I experience lots of frustration with RD in 2008 server at my home network before it died last year. Most of it was none of my workstations had Windows Pro on any and couldn't connect. I since have Pro on several machines via W10. But no server to login to.
That's neither here nor there, just rambling.
Back to topic; I had lots of RD problems going back to 2000 server days. I found an easy way to fix it.
You'll have to go get that new W10 machine at the remote site (fly or drive there and bring it back to your location where the domain server lives). Or have someone there ship it to you. Plug it in to your main network, a different subnet port on your main network would be ideal. Attempt to remote into the W10 desktop and get it working like that. If it works; the network settings are ok on the internal network, and so you can look for exclusions or firewall blocks in your main server location as the probable cause of it failing to work at your remote location (either router/firewall equipment at the main location or at the remote location). Once you do admin logins to both main core routers and go through all the settings you can probably isolate and fix the problem. Ship the W10 machine back out to the remote site and have someone turn it on and plug it into the network. Retest; if it lets you remote in, you've fixed it! Easy, right?
If the W10 machine fails to let you remote in across a different subnet in your server location, physically move the W10 machine to a port on the core router which should be the same subnet as your 2008 server is plugged into. If you are out of ports on that core router, hang an Ethernet switch on an available port or even a hub, and plug the W10 machine in to that. Retest. Can you remote into the W10 machine with it plugged into the core router where the server Ethernet connection also lives? If you cannot remote in with the W10 machine on the same subnet, it's likely to be a problem with that machine.
You may have to do a manual rebuild using W10 Clean Install and reinstall all your programs and data manually. You can also use a different W10 machine and plug that in to the core router. If that 2nd PC works, but the original one doesn't, yet another reason to rebuild it.

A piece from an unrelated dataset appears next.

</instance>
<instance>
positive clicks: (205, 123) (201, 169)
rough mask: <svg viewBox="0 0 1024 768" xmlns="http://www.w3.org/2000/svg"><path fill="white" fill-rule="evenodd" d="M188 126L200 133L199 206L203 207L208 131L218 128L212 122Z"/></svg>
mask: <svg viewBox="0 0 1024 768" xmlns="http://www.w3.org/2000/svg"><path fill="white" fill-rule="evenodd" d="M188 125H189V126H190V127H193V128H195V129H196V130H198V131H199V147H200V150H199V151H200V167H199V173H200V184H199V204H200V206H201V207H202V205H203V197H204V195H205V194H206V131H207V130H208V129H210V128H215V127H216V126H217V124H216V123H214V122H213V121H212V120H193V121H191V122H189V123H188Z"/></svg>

If you cannot get any W10 machines to work on your network domain while plugged into the core router where the 2008 server lives; you probably have a topological problem with your network and you'll need to create a network diagram to fix it;
if you don't already have one. A sketch is a good idea; but you should really have a program like Visio at your disposal to create that diagram and keep it updated with any and all future changes to your network. You'd be surprised at how many of my customers could have solved their own problems if they just did this. It's only taught in universities and trade tech schools however, so the average Tech is often unaware of it's power to solve problems.
Hope that provides some further insight.